As the 2025 NHL offseason is finally breaking on the horizon, rumors are starting to heat up as fans get antsy waiting for their favorite teams to make moves. In Flyerland, the golden carrot of someone like Mitch Marner potentially making it all the way to free agency has opened the conversation about trading roster players to make it happen, and Owen Tippett has been caught in the crossfire.
Tippett, the 26-year-old winger, has spent 253 games with the Flyers over parts of the last four seasons. He’s scored 79 goals and 152 points and has seven years left on his contract that pays him $6.2 million a season.
So should the Flyers consider trading him this summer? Let’s weigh some pros and cons to find out.
Keep
He’s one of the team’s top scorers
What does that mean on a team that is consistently in the bottom-third of the league in scoring? Eh. It means that he be better than he is if he were ever given proper insulation. Which leads us to…
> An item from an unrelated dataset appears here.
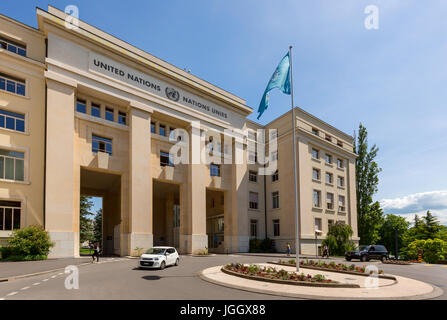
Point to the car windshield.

He probably has more to give
Tippett has oozed potential since he arrived in Philly, but has only half-heartedly followed through with actual results. He’s one of the players that would probably benefit most from a real center on the roster, but as long as he’s here it hampers their ability to add one.
Can they find a net-positive trade?
Seven more seasons at a $6.2 million cap hit for 50ish points for a 26-year-old. That’s not necessarily bad, but it really isn’t prime trade bait either. If they were to look to just flat out dump him for future assets, it would probably be a mediocre return. “This guy is too average to trade” isn’t a great reason to keep him, but that is the exact kind of logic I’d expect from Danny Briere based on his track record thus far.
Trade
Is he the highest priority winger?
The answer is simply no. Matvei Michkov and Travis Konecny take priority on the main roster right now, and guys like Alex Bump, Nikita Grebenkin and Denver Barkey (who could all push for main roster gigs in 2025-26) are far more important in the grand scheme of things. The Flyers’ overcrowding on the wings isn’t a new problem, but it’s going to get even worse this season and is going to put a significant amount of pressure on guys like Owen Tippett, Bobby Brink and Tyson Foerster that have all lingered in a similar good-not-great tier.
There are better options
The whole reason we’re talking about trading Tippett in the first place is that someone like Mitch Marner could make it to free agency and the star-power-starved Flyers should be throwing their hat in the ring, but their overabundance of high-paid wingers is going to keep them from going to the dance in the first place. They have to take risks and consider upgrades wherever they show themselves. The Flyers are just not in a position to turn their noses up at outside options in the name of running it back with Tippett.
Conclusion
Tippett is quickly falling into the classic cookie-cutter Flyer mold of being a decent player with some untapped potential, but at three-and-a-half years into his run with the team, he still hasn’t overcome the hump into a true breakout player. 20-30 goals and 40-50 points isn’t nothing, but when all of his peers fall in the same category, something has to change in order for everyone to take steps forward.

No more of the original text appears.